Another corporation operating in the same region, Lundin, has announced its plan to de-risk its Josemaría copper-gold-silver project, opening up the $4.1 billion investment to new partners hopefully willing to help finance the investment. If Lundin can land new funding, production will reach 231,000 ounces of gold per year by 2025.

When we shift focus over to Chile, many of the same issues persist. Starting with the Salares Norte project in the northern Atacama region, owned by Gold Fields, numerous issues with filter presses and mills have led to production decreases and delays.

The South African company recently reduced its gold outlook for 2024 from 500,000 ounces to 400,000 to 430,000 and may reduce it to 350,000, depending on how the delays persist. The delays have already increased capital costs from the expected $20 million to over $1 billion.

Also in the Atacama region, Australia’s Kingsgate has developed and approved an environmental study for the Nueva Esperanza project worth $215 million but is still seeking parties to finance the project after failing to sell it to TDG Gold last year.
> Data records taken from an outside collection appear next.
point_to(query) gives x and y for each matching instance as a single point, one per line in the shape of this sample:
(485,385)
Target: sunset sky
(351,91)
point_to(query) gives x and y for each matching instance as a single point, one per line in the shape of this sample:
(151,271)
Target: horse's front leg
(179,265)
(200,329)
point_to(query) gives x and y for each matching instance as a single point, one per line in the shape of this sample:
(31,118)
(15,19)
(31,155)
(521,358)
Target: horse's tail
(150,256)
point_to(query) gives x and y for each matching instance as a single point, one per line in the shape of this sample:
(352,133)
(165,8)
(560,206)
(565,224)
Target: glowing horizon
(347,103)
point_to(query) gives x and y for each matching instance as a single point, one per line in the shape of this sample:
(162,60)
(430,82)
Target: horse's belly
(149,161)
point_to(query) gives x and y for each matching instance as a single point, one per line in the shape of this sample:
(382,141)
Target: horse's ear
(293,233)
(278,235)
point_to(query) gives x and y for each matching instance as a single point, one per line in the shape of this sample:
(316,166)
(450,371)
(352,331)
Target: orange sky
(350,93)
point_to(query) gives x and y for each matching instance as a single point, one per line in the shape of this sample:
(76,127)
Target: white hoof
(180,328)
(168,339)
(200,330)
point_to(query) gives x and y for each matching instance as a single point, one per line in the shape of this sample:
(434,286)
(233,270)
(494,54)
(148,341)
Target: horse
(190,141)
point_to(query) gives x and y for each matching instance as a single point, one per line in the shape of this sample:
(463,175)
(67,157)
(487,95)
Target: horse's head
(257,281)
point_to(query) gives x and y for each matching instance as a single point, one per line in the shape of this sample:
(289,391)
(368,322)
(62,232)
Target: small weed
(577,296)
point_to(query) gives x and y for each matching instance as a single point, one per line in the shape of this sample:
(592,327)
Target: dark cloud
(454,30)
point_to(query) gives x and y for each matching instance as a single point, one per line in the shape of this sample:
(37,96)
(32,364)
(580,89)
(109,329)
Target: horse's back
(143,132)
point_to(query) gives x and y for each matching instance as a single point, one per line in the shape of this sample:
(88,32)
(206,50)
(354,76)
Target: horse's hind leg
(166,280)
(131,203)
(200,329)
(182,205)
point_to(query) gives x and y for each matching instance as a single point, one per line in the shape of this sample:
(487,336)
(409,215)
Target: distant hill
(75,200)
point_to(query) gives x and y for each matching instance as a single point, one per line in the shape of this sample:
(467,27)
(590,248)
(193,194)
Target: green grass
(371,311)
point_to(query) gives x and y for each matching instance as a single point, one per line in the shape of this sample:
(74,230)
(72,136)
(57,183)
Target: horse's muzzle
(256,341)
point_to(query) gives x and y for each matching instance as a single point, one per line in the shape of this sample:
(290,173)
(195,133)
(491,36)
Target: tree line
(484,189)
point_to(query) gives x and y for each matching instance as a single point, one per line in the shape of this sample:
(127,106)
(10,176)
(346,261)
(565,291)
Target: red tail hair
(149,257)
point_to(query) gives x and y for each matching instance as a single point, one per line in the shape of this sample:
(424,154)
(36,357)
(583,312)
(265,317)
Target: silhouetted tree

Nueva Esperanza has the potential to produce 120,000 ounces of gold per year starting in 2025 if it can land financing.

Finally, in the Atacama region again, Kinross is working on replacing its La Coipa mine with Lobo-Marte before La Coipa closes in 2026. While Lobo-Marte is expected to produce 4.7 million ounces over 16 years, permits are, of course, still pending, and the earliest that construction could start would be 2025. Most of the delay issues here are arising from conflicting decisions regarding when to definitively replace the La Coipa mine, which is still set to produce 240,000 ounces this year.

These six projects across Chile and Argentina show just a glimpse of the red tape and funding issues that mining operations face when attempting to meet the industry’s growing demand rates. With the gold market booming right now and producers struggling to keep up, we could see a substantial supply gap that further supports prices. As always, investors should consult their advisors before making any portfolio decisions.